MARS5 speech model (TTS) from CAMB.AI
https://www.camb.ai
GNU Affero General Public License v3.0
2.47k stars 200 forks source link

[BUG] RuntimeError: Calculated padded input size per channel: (6). Kernel size: (7). Kernel size can't be greater than actual input size #76

Open hgftrdw45ud67is8o89 opened 2 months ago

hgftrdw45ud67is8o89 commented 2 months ago
File "....\MARS5-TTS\./mdl\hub\Camb-ai_mars5-tts_master\inference.py", line 291, in tts
    final_audio = self.vocode(final_output).squeeze()
                  ^^^^^^^^^^^^^^^^^^^^^^^^^
  File ".....\Lib\site-packages\torch\utils\_contextlib.py", line 115, in decorate_context
    return func(*args, **kwargs)
           ^^^^^^^^^^^^^^^^^^^^^
  File "....\MARS5-TTS\./mdl\hub\Camb-ai_mars5-tts_master\inference.py", line 158, in vocode
    wav_diffusion = self.vocos.decode(features, bandwidth_id=bandwidth_id)
                    ^^^^^^^^^^^^^^^^^^^^^^^^^^^^^^^^^^^^^^^^^^^^^^^^^^^^^^
......
  File "....\Lib\site-packages\torch\nn\modules\conv.py", line 306, in _conv_forward
    return F.conv1d(input, weight, bias, self.stride,
           ^^^^^^^^^^^^^^^^^^^^^^^^^^^^^^^^^^^^^^^^^^
RuntimeError: Calculated padded input size per channel: (6). Kernel size: (7). Kernel size can't be greater than actual input size

I not sure what is wrong i feeded a 5 second wav file and a transcript.but throws this error.
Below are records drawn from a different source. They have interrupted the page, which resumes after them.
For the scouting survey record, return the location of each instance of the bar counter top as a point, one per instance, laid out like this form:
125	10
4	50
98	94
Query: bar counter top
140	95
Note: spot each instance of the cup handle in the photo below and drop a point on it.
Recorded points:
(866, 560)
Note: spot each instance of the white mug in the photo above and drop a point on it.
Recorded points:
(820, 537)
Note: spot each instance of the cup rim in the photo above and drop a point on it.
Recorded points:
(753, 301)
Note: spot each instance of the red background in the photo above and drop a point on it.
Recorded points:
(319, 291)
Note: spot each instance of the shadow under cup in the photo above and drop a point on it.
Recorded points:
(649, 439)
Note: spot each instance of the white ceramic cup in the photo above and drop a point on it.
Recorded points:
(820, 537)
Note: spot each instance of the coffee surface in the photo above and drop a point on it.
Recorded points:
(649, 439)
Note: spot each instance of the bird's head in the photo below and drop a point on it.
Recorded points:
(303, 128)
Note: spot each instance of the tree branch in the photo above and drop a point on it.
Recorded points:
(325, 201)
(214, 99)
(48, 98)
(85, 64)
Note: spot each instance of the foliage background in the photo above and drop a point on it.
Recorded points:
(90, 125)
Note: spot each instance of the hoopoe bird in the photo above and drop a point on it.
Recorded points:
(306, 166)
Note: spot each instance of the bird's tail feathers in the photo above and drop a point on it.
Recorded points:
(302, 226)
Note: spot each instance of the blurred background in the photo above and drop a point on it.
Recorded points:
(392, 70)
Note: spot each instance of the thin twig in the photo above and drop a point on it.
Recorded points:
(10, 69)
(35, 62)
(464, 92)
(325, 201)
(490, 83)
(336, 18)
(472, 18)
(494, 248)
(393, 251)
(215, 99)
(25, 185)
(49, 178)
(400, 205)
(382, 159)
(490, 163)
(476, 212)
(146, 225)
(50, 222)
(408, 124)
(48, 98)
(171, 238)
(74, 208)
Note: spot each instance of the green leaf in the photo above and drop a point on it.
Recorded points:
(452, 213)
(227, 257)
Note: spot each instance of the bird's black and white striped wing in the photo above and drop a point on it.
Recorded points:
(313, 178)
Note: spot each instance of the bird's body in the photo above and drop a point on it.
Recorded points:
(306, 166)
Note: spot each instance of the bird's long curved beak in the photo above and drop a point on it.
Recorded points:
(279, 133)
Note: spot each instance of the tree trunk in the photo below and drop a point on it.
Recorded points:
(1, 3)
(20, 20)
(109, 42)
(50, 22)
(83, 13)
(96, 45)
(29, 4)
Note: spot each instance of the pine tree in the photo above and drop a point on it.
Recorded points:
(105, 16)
RF5 commented 2 months ago

This seems to happen when Mars 5 fails to generate any output audio and predicts an token as the first output. Can you double check that your prompt/reference transcript is accurate for deep clone?

hgftrdw45ud67is8o89 commented 2 months ago

maybe because it doesnt support jp or cn? I tried with a new en audio source, i don't think the output is ...human speech. does marstts not support '-' or '~'?